Cette "clause du grand-père" est un dispositif qui sacraliserait les contrats signés sous le régime actuel - un scénario d'apaisement avancé au sein de la majorité pour éviter un nouvel embrasement social en France. La CGT, Force ouvrière, la FSU et Solidaires appellent à une journée de grève interprofessionnelle le 5 décembre contre le projet de réforme des retraites - la fusion des 42 régimes existants en un système universel par points en 2025 -, alors que plusieurs syndicats de la RATP, de la SNCF et des transporteurs routiers annoncent "une grève illimitée" à partir de ce jour là.

Lors d'une "assemblée des assemblées" le 3 novembre, des représentants des "Gilets jaunes" se sont quant à eux prononcés pour une convergence des luttes le 5 décembre... Autant d'appels qui laissent planer la menace d'une mobilisation de l'ampleur des grèves de 1995 contre le "plan Juppé" sur les retraites et la Sécurité sociale.

Inégalité avec les femmes

Le projet de réforme en l'état prévoit que le nouveau système, qui supprime les régimes spéciaux, entre en vigueur à partir de la génération née en 1963, âgée de 62 ans en 2025. "Si on fait entrer juste les nouveaux entrants, ça veut dire que les femmes, il faut qu'elles acceptent encore pendant une quarantaine d'années d'avoir une retraite en moyenne inférieure de 30% à celle des hommes", a expliqué Laurent Berger.

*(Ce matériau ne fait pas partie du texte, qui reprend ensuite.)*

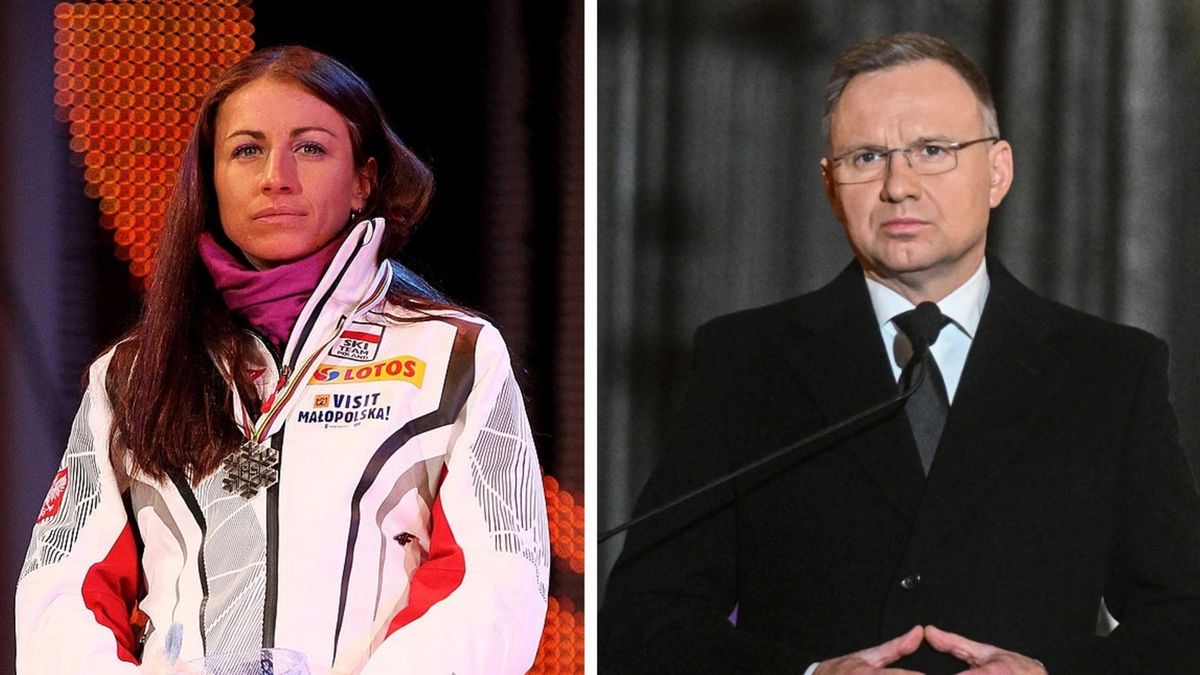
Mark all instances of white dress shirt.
[866,261,991,404]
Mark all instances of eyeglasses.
[829,136,1000,185]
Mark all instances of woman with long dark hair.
[17,47,550,674]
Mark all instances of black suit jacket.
[600,259,1200,675]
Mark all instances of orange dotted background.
[54,0,254,281]
[54,0,583,674]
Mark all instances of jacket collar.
[283,217,386,368]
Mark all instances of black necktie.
[892,301,950,476]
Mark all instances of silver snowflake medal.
[221,441,280,500]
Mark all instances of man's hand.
[925,626,1046,675]
[812,626,924,675]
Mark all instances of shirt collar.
[864,258,991,340]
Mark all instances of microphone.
[596,300,944,543]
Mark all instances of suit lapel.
[790,264,925,520]
[913,259,1063,545]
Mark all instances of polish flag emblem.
[35,466,67,522]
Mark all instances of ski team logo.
[35,466,67,522]
[329,321,383,363]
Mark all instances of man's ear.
[821,157,846,225]
[988,141,1013,209]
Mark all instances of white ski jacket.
[17,221,550,675]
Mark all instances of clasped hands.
[812,626,1046,675]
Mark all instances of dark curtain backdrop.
[596,0,1200,593]
[0,0,583,674]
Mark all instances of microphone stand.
[596,346,929,543]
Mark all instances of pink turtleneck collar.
[199,232,346,351]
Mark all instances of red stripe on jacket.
[388,467,467,635]
[82,524,139,663]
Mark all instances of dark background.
[0,0,583,673]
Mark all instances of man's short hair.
[821,32,1000,141]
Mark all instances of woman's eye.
[296,143,325,156]
[233,145,259,160]
[853,150,880,167]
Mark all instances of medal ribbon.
[234,261,392,443]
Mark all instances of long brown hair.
[106,47,460,482]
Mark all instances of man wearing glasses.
[600,34,1200,675]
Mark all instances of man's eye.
[851,150,883,167]
[918,143,950,160]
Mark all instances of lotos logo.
[34,466,67,524]
[308,357,425,388]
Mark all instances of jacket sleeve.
[16,359,139,675]
[362,327,550,675]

Le secrétaire général de Force ouvrière Yves Veyrier, qui s'oppose pour sa part à tout régime à points, a abondé dans ce sens en estimant sur BFM TV que le scénario d'une application progressive aboutirait à un système inique.

"Si on dit 'clause du grand-père', qu'on n'appliquera le futur régime qu'aux nouveaux entrants et que les droits de ceux qui sont en activité sont préservés, ça signifie que le nouveau régime ne sera pas aussi favorable", a-t-il avancé.

Selon un sondage pour 'Les Echos', Radio Classique et l'Institut Montaigne, près d'un Français sur deux (47%) est hostile à la réforme des retraites, et seulement 29% y sont favorables, soit une progression des opposants de quatre points en l'espace d'un mois et de 12 points pour la catégorie des actifs de 25 à 49 ans.